Para além do perfil que os vídeos acima ajudam a identificar, há pormenores no jogo de Inês Vieira, em jogadas isoladas, que comprovam um skill que define a base lusa e que nem sempre tem tradução na folha estatística: Q.I. basquetebolístico.
No vídeo em baixo, vemos uma simples assistência para a jogadora interiora. Mas o que salta à vista é a combinação “finta de arranque para a direita + drible para a esquerda” que obriga a defensora a ajustar a posição. Ora, esse ajuste abre o ângulo necessário para o passe de entrada.
Pormenor incrível no próximo vídeo, frente a uma zona 2x3. Ao receber a bola, Inês vê o corte da colega do lado contrário (#20) e, percebendo que essa colega vai dar continuidade ao corte e recolocar-se no perímetro, dribla para cima, arrastando a defensora da linha de trás da zona para os 45º, o que dá espaço e tempo para a colega que se recolocou no canto para receber e lançar.
Penetração pela linha final do lado direito do ataque e Inês, do lado fraco, trabalha bem sem bola para oferecer a linha de passe no canto. Após recepção, e mesmo tendo tempo e espaço para “atirar”, prefere fazer o passe extra. Abdica do seu bom lançamento para dar à colega um excelente lançamento. Decisão altruísta e que revela liderança.
Aqui, Inês serve a poste e estrela da equipa, Alissa Pili, que chama a atenção da defesa de BYU com a sua gravidade. Em queda, Alissa devolve o passe a Inês, que percebe que todas as defensoras estão bem abaixo do prolongamento da linha de lance livre e, em vez de passar para a primeira linha de passe, opta por servir a colega do topo, com a mão não dominante (direita), o que impossibilita a rotação de chegar a tempo de contestar o lançamento. Decisão e execução perfeitas.
Nesta situação, vê a bola perdida no pintado e conquista o ressalto ofensivo. Quando a maioria das bases sairia do perímetro e reiniciaria o ataque, Inês sabe que quatro defensoras estavam na área restrictiva e, por isso, a linha de três pontos está desprotegida. A portuguesa levanta a cabeça à procura da “atiradora”, interrompe o drible e soma mais uma assistência.
Nova situação a partir de um ressalto ofensivo, desta vez após lançamento falhado da própria Inês. O que faz a diferença é a forma como olha por cima do ombro ainda no ar, durante o regresso ao solo após garantir o ressalto. Identifica onde está a colega nos três pontos e executa o passe assim que os pés tocam no piso, com uma rotação de anca e técnica de passe extraordinárias.
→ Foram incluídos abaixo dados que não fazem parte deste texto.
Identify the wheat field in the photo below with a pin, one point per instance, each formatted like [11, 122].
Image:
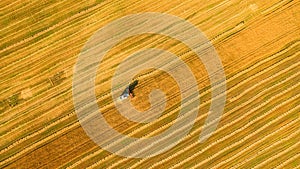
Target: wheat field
[257, 41]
Ainda antes de passar a linha do meio campo, Inês já identificou o mismatch da colega Alissa Pili perto do cesto. Decide abrandar o ritmo, para esperar pela decisão da defensora de Pili. Ao perceber que a defensora da poste tenta saltar para a frente, a base faz um lob perfeito para dois pontos fáceis.
E até numa reposição de linha lateral fica evidente o Q.I. basquetebolístico de Inês Vieira. Com as cinco defensoras de costas para a linha final, a base portuguesa espera que o corte da colega (#22) obrigue a defensora que está mais longe da bola a mexer a cabeça para decidir o momento exacto do passe para o canto oposto, para o triplo.
Com sete vitórias nos primeiros oito jogos, as Utes são a 11.ª equipa do ranking da NCAA, a nível nacional, mas perderam a base Gianna Kneepkens para o que resta da temporada com uma lesão num pé sofrida frente a BYU. A portuguesa Inês Vieira tem sido um dos pilares de Utah e o seu Q.I. basquetebolístico será determinante para o sucesso.